Sustainability Threads
CNDSI is deeply committed to analyzing the complex relationship between nuclear power - especially in terms of production, maintenance, and deployment of weapons - and sustainability. Our team is still evolving and has established collaborations with students, researchers, and institutions through mutually beneficial arrangements. If you are interested in these themes and approach, please contact us at [email protected]
We believe that just transitions to climate-compatible societies create a compelling motivational framework that must be used to properly evaluate the results of actual nuclear disarmament cases and the need for sustained cooperation.

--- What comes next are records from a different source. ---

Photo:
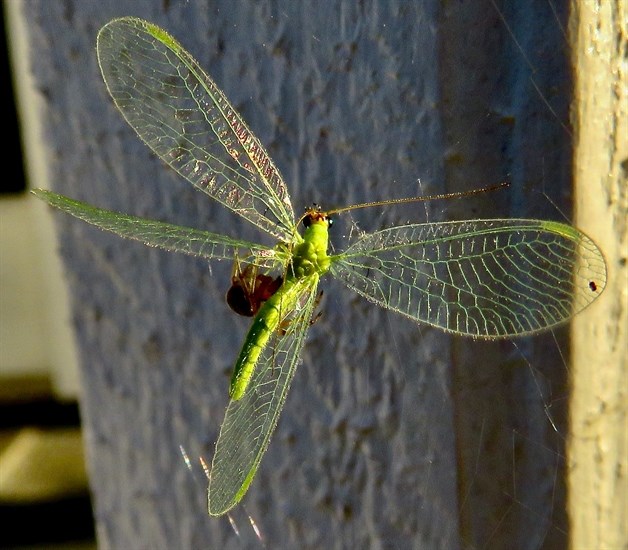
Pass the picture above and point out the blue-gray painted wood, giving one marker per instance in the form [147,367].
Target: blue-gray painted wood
[394,435]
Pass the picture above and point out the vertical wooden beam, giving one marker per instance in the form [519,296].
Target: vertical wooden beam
[598,447]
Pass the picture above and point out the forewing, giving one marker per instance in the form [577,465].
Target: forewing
[485,278]
[250,421]
[187,121]
[164,235]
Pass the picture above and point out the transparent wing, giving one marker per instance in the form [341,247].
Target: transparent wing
[250,421]
[187,121]
[485,278]
[164,235]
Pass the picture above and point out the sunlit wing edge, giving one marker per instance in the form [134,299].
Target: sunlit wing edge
[250,421]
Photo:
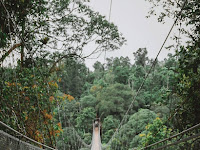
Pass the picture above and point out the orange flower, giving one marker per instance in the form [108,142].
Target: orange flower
[51,98]
[59,124]
[27,98]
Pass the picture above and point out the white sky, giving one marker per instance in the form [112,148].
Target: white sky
[140,32]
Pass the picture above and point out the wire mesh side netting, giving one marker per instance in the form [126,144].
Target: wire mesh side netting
[8,142]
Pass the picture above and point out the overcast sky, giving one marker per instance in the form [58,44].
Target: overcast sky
[140,32]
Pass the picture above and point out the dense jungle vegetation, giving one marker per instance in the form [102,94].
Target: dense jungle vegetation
[49,94]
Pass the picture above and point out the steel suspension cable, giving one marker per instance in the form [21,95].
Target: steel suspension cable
[173,136]
[151,68]
[29,139]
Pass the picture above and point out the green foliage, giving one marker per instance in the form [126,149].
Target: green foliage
[188,86]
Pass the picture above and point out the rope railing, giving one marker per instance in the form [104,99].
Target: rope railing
[26,137]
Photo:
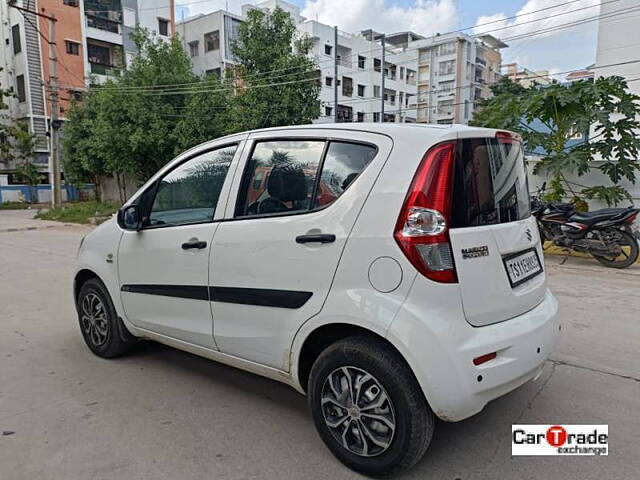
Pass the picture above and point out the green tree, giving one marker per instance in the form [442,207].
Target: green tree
[278,84]
[126,127]
[604,107]
[79,162]
[206,114]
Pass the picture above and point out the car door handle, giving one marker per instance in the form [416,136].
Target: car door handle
[316,237]
[194,243]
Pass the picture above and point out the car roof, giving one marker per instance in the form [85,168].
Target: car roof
[388,128]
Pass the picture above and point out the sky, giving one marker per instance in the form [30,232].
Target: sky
[557,51]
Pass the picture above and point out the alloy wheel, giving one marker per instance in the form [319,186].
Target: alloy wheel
[94,319]
[358,411]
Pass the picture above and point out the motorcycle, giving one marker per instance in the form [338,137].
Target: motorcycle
[606,234]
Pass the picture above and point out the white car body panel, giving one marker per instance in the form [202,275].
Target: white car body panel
[431,324]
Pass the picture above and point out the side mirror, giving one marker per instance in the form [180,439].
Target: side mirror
[129,218]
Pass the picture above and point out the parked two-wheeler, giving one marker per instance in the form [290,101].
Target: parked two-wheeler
[606,234]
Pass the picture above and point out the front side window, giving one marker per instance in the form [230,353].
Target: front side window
[189,193]
[281,176]
[284,172]
[342,164]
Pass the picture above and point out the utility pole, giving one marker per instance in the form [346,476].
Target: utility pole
[56,194]
[383,43]
[56,197]
[335,73]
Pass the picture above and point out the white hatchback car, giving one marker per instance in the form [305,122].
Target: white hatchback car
[393,273]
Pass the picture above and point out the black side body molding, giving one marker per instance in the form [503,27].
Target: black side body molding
[262,297]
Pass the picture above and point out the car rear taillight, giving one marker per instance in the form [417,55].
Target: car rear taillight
[422,227]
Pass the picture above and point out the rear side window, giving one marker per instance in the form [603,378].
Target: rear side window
[342,164]
[490,183]
[280,177]
[290,176]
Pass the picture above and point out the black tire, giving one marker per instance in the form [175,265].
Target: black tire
[622,261]
[414,420]
[102,330]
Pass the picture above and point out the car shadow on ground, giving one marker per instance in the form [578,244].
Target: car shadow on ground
[455,448]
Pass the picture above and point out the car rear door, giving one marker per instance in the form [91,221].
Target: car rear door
[274,257]
[495,241]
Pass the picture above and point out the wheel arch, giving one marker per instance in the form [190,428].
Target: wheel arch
[81,277]
[323,336]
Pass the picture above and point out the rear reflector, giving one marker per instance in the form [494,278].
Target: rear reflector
[484,358]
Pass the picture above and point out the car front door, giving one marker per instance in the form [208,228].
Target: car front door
[288,219]
[163,269]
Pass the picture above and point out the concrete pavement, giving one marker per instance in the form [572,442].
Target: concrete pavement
[163,414]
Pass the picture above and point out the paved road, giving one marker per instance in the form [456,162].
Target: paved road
[163,414]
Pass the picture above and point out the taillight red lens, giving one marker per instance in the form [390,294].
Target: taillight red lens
[422,227]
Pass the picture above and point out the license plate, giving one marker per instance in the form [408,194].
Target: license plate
[522,266]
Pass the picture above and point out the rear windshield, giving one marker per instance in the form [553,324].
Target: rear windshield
[490,183]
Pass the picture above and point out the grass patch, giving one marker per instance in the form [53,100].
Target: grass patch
[15,206]
[78,212]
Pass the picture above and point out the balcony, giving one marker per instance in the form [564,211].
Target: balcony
[107,70]
[103,24]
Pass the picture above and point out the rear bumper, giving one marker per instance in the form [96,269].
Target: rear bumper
[441,349]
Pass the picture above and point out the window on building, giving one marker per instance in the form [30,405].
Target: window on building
[212,41]
[347,86]
[99,54]
[22,93]
[411,77]
[446,87]
[190,192]
[73,48]
[447,48]
[288,169]
[344,113]
[445,107]
[163,27]
[447,68]
[15,35]
[194,48]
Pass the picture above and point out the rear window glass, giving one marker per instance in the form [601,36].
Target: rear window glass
[490,183]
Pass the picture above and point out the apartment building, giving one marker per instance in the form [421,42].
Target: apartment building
[92,44]
[524,76]
[454,72]
[208,40]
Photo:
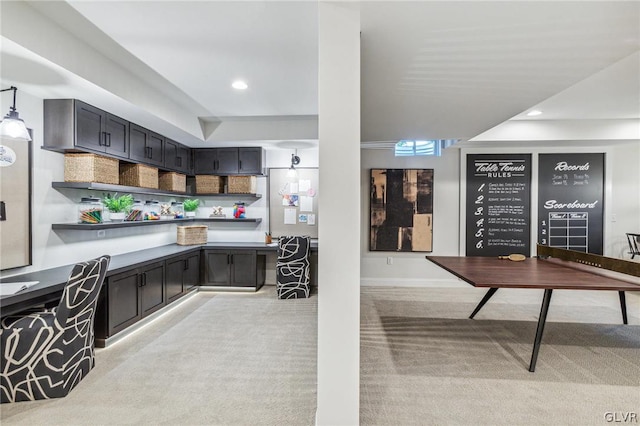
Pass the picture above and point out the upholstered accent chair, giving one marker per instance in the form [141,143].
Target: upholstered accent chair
[46,354]
[292,267]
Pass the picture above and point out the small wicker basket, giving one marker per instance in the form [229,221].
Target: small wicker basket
[139,175]
[191,235]
[172,181]
[242,185]
[90,168]
[206,184]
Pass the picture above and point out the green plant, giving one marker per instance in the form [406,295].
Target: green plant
[190,205]
[118,204]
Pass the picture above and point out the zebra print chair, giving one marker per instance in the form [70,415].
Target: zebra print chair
[46,354]
[292,267]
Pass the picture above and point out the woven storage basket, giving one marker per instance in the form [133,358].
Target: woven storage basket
[193,234]
[242,185]
[206,184]
[172,181]
[90,168]
[139,175]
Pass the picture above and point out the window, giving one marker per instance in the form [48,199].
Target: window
[408,148]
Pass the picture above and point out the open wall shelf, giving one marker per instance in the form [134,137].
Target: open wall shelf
[144,191]
[110,225]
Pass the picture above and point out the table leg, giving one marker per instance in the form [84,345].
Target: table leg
[484,300]
[541,321]
[623,307]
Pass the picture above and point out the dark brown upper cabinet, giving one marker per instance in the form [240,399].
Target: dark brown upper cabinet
[70,124]
[229,161]
[177,157]
[146,146]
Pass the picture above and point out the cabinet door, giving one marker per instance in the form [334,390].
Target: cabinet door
[184,160]
[90,123]
[153,294]
[191,276]
[171,154]
[174,277]
[227,161]
[243,268]
[123,293]
[155,144]
[117,136]
[250,161]
[217,267]
[138,137]
[204,161]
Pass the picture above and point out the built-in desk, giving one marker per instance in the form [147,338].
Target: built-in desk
[52,281]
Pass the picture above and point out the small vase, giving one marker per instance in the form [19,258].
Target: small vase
[116,217]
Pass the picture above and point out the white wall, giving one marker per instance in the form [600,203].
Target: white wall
[622,208]
[56,248]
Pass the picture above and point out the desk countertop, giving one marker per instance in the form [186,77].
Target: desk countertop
[52,281]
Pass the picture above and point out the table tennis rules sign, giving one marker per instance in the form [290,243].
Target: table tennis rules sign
[498,204]
[570,201]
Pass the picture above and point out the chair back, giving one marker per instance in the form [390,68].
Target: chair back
[634,244]
[80,296]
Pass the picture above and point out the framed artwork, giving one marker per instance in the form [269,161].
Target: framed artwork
[401,210]
[15,203]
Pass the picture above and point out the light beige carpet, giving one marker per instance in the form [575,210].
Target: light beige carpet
[424,363]
[249,359]
[219,359]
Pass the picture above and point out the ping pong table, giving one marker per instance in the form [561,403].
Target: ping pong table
[552,269]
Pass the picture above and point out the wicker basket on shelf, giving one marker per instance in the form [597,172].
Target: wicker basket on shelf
[172,181]
[191,235]
[139,175]
[90,168]
[242,185]
[206,184]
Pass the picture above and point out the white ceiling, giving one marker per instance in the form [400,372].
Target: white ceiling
[429,69]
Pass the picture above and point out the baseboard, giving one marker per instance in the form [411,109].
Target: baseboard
[410,282]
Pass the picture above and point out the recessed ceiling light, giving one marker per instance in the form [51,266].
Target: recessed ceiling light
[239,84]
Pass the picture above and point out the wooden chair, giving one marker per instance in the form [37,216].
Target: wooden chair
[46,354]
[634,244]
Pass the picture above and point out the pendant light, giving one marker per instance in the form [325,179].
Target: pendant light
[12,125]
[295,160]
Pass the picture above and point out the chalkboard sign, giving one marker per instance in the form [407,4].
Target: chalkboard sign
[570,195]
[498,204]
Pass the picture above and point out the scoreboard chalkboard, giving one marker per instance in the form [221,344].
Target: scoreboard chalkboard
[571,201]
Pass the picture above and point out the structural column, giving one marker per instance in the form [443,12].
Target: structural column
[339,224]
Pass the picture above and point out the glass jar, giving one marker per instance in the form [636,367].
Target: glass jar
[152,210]
[90,210]
[137,212]
[178,209]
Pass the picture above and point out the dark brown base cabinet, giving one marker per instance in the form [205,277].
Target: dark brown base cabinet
[233,268]
[127,298]
[182,274]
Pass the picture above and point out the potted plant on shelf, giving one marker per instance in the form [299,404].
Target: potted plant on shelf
[118,206]
[190,207]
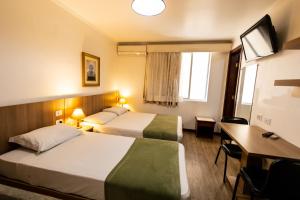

Nuclear disarmament has been advocated for years on moral grounds, stressing the unacceptable risk of omnicide and the destruction of life on the planet. In addition to being dangerous, nuclear weapons are extremely costly and environmentally burdensome. The environmental crisis, to which the production and use of nuclear weapons have contributed significantly, adds a new catastrophic threat to the habitability of the planet. Nuclear disarmament, especially when used to produce electricity from converted fissile fuel, historically shifted the balance of certain environmental risks, while also demonstrating a path for cooperation among adversaries toward reducing their shared existential risk. Importantly, there can be no successful nuclear disarmament without sustained and verified cooperation among interdependent states and international actors. The processes that lead, maintain, and make that cooperation effective are also very relevant to just transitions to climate-compatible societies and hold important lessons for sustaining engagement and action over time. The study of successful actual cases of nuclear disarmament demonstrates that it is not only possible to disarm - even nuclear arsenals - but also economically and environmentally advantageous to do so.